De acordo com o Censo 2010 do Instituto Brasileiro de Geografia e Estatística (IBGE), quase dois milhões, dos nove milhões pernambucanos, são evangélicos. Nacionalmente a porcentagem de católicos caiu de 73,7%, em 2000, para 65%, em 2010, enquanto os evangélicos passaram de 15,5% para 22,4% nos mesmos 10 anos.

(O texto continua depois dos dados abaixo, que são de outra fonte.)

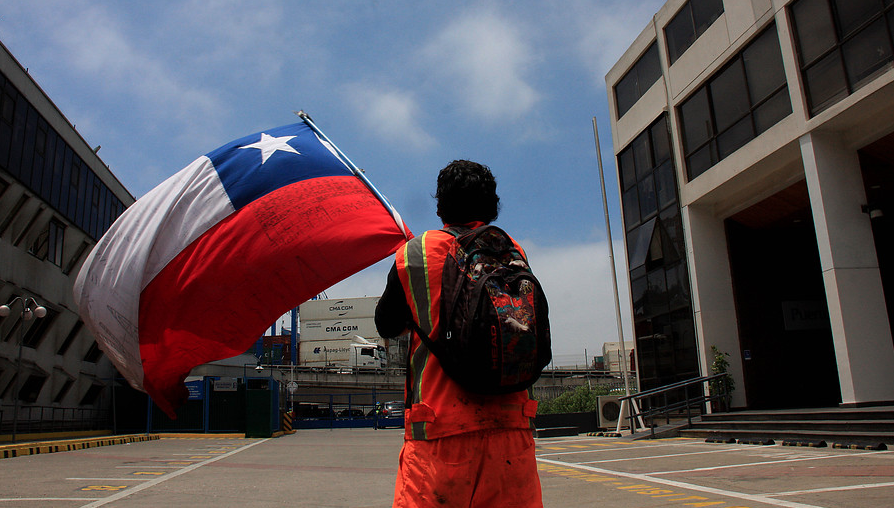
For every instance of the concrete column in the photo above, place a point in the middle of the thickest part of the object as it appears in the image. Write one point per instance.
(859, 318)
(712, 295)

“É importante ressaltar que a bancada evangélica surgiu em paralelo ao crescimento do neopetencostalismo, vertente caracterizada por uma ampla inserção nas camadas pobres, caracterizado por um discurso emocional e salvacionista extremamente forte. O neopetencostalismo se coloca como uma alternativa à situação de disparidade e, muitas vezes, de desamparo em relação a políticas públicas sofrida por estas camadas”,explica a professora de sociologia Liana Lewis, da Universidade Federal de Pernambuco (UFPE).
OUTROS LADOS – A influência da religião sobre a política não é exclusividade do Brasil, e muito menos de Pernambuco. O mundo ocidental viveu centenas de anos de regimes teocêntricos e de governos aliados ao cristianismo, cenário que começou a ser modificado há quatro séculos, com a Idade Moderna, que trouxe o iluminismo e o antropocentrismo – pelo menos na teoria. No Oriente Médio, os religiosos estão no poder até hoje.


O professor de teologia Degislando Nóbrega de Lima, da Universidade Católica de Pernambuco (Unicap), explica que religião e política estão juntas por ambos serem expressões humanas. Mas pondera: “Considero uma pena ter muitos que entram na política para impor a sua visão de mundo, de modelo de sociedade. É muito complicado numa sociedade pluralista. Existe outra maneira de articular a fé e a política, focando não tanto na imposição da fé, mas sobretudo nos valores solidários para o bem comum”, defende o especialista.

“Entendo que em um Estado, de fato laico, não deveria ser admitido a institucionalização de partidos políticos. O resultado que temos assistido é uma forte interferência de uma moral religiosa nas vidas de cidadãos que não comungam dos preceitos de uma determinada religião”, defende Liana Lewis. A última Constituição brasileira que trouxe o catolicismo romano como religião oficial do País foi a de 1824, que teve validade por quase 60 anos.

Grupos que representam um dos maiores embates com os parlamentares religiosos, os movimentos LGBT consideram a atuação deles uma barreira à conquista dos direitos deles. “Se a gente tem qualquer posto importante nas mãos de um fundamentalista, corre o risco de perder o direito que a gente conquistou”, afirma o coordenador da ONG Leões do Norte Welington Medeiros. “O direito de se candidatar tem, mas nao de interferir, de misturar. Deus, para eles, é muito mais importante que o direito das pessoas”, conclui.

PERTO DAS ELEIÇÕES – A pouco mais de 20 dias do primeiro turno, realizado em 5 de outubro, foi aprovada na Alepe o projeto de lei que institui, no calendário oficial de Pernambuco, a Semana Estadual de Estudos da Palavra de Deus, em abril. No mesmo dia, o pastor maranhense Josué de Souza Costa recebeu, pelo seu trabalho na pregação do Evangelho junto aos fiéis do Estado, o título de cidadão de Pernambuco.